The Fermi Gas

Created in December 28, 2024

2024   ·   StatisticalMechanics

Fermi Energy

In the low-temperature limit \(T \to 0\), the Fermi distribution is going to become a step function. This means that all states with energy below the Fermi energy \begin{equation} \epsilon_F = \mu(n,0) \end{equation} are occupied, and all those above are empty. We know the state density in the momentum space: \begin{equation} g(p) = \frac{V}{(2\pi\hbar)^3} \cdot 4\pi p^2 \end{equation} and consider the spin degeneracy, we can obtain the following number of particles by integral. \begin{equation} \label{fN} N = nV = \frac{V(2S+1)}{(2\pi)^3}\frac{4\pi}{3}k_F^3 \end{equation} where \(k_F = p_F / \hbar\) is the Fermi wave number.
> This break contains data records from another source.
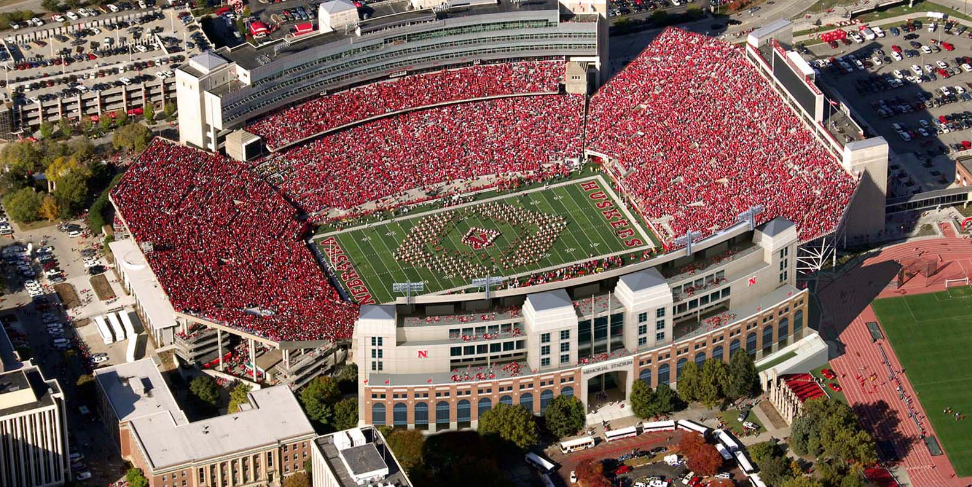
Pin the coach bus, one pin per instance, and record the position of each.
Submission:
(727, 441)
(577, 444)
(621, 433)
(654, 426)
(744, 464)
(539, 463)
(693, 426)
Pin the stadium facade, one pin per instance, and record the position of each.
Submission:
(220, 91)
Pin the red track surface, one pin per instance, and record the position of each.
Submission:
(847, 306)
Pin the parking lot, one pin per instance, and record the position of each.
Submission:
(924, 117)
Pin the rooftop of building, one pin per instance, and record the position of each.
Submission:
(25, 389)
(382, 17)
(137, 389)
(272, 415)
(369, 457)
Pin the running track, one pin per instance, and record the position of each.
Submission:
(847, 305)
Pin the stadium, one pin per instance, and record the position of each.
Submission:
(495, 230)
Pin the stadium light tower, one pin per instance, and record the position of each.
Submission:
(749, 216)
(488, 282)
(408, 288)
(687, 239)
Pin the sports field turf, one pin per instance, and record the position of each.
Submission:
(932, 337)
(509, 235)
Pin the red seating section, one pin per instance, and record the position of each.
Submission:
(410, 92)
(707, 138)
(227, 246)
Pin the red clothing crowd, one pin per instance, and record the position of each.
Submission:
(705, 138)
(415, 150)
(227, 247)
(338, 109)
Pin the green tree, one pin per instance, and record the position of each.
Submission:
(72, 194)
(46, 130)
(238, 396)
(64, 125)
(513, 424)
(408, 446)
(715, 379)
(299, 479)
(346, 413)
(565, 416)
(743, 377)
(24, 205)
(689, 382)
(136, 478)
(134, 137)
(205, 389)
(319, 398)
(801, 482)
(149, 112)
Thus the Fermi surface is described by \begin{equation} k_F = (\frac{6\pi^2n}{2S+1})^{1/3} \end{equation} \begin{equation} \epsilon_F =\frac{\hbar^2}{2m}k_F^2= \frac{\hbar^2}{2m}(\frac{6\pi^2n}{2S+1})^{2/3} \end{equation}

Ground State

At absolute zero, the internal energy of the system in ground state is given by \begin{equation} U_0=\sum_{|k|<k_F} \epsilon_k = \frac{V}{(2\pi)^3}(\frac{\hbar^2}{2m})\frac{4\pi}{5}k_F^5 \end{equation} Using the equation \eqref{fN}, we can obtain \begin{equation} \frac{U_0}{N} = \frac{3}{5}\epsilon_F \end{equation} And the pressure at absolute zero is \begin{equation} P_0 = \frac{2}{5}n\epsilon_F \end{equation}

Fermi Temperature

The Fermi temperature is defined by \begin{equation} \label{fFT} \epsilon_F = k_B T_F \end{equation}

Low-Temperature Properties

From the Fermi-Dirac distribution we derived \begin{equation} \label{fF} n\lambda^3=f_{3/2}(z) \end{equation} In the low-temperature region \(z\) is large, we have the asymptotic formula of \(f_{3/2}(z)\): \begin{equation} f_{3/2}(z)=\frac{4}{3\sqrt{\pi}}[(\ln z)^{3/2}+\frac{\pi^2}{8}\frac{1}{\sqrt{\ln z}}+\cdot\cdot\cdot] \end{equation} To the second order, we can rewrite \eqref{fF}: \begin{equation} (\ln z)^{3/2} = \frac{3\sqrt{\pi}}{4}n\lambda^3-\frac{\pi^2}{8}\frac{1}{\sqrt{\ln z}} \end{equation} Substituting the first approximation \(\ln z =\frac{T_F}{T}\), we then obtain \begin{equation} \ln z = \frac{T_F}{T}[1-\frac{\pi^2}{12}(\frac{T}{T_F})^2] \end{equation} \begin{equation} \mu = \epsilon_F[1-\frac{\pi^2}{12}(\frac{T}{T_F})^2] \end{equation} The internal energy is \begin{equation} U=\sum_{\vec k}\epsilon_k n_k = \frac{V}{(2\pi)^3}\frac{4\pi\hbar^2}{2m}\int_{0}^{\infty} dk k^4 n_k \end{equation} After the expansion for \(k^6\) and \(\mu\), we obtain \begin{equation} U = \frac{3}{5}N\epsilon_F[1+\frac{5\pi^2}{12}(\frac{T}{T_F})^2+\cdot\cdot\cdot] \end{equation} from which we can obtain the EOS using \begin{equation} P=\frac{2}{3}\frac{U}{V} \end{equation} and the heat capacity \begin{equation} \frac{C_V}{Nk} = \frac{\pi^2}{2}\frac{T}{T_F}+\cdot\cdot\cdot \end{equation}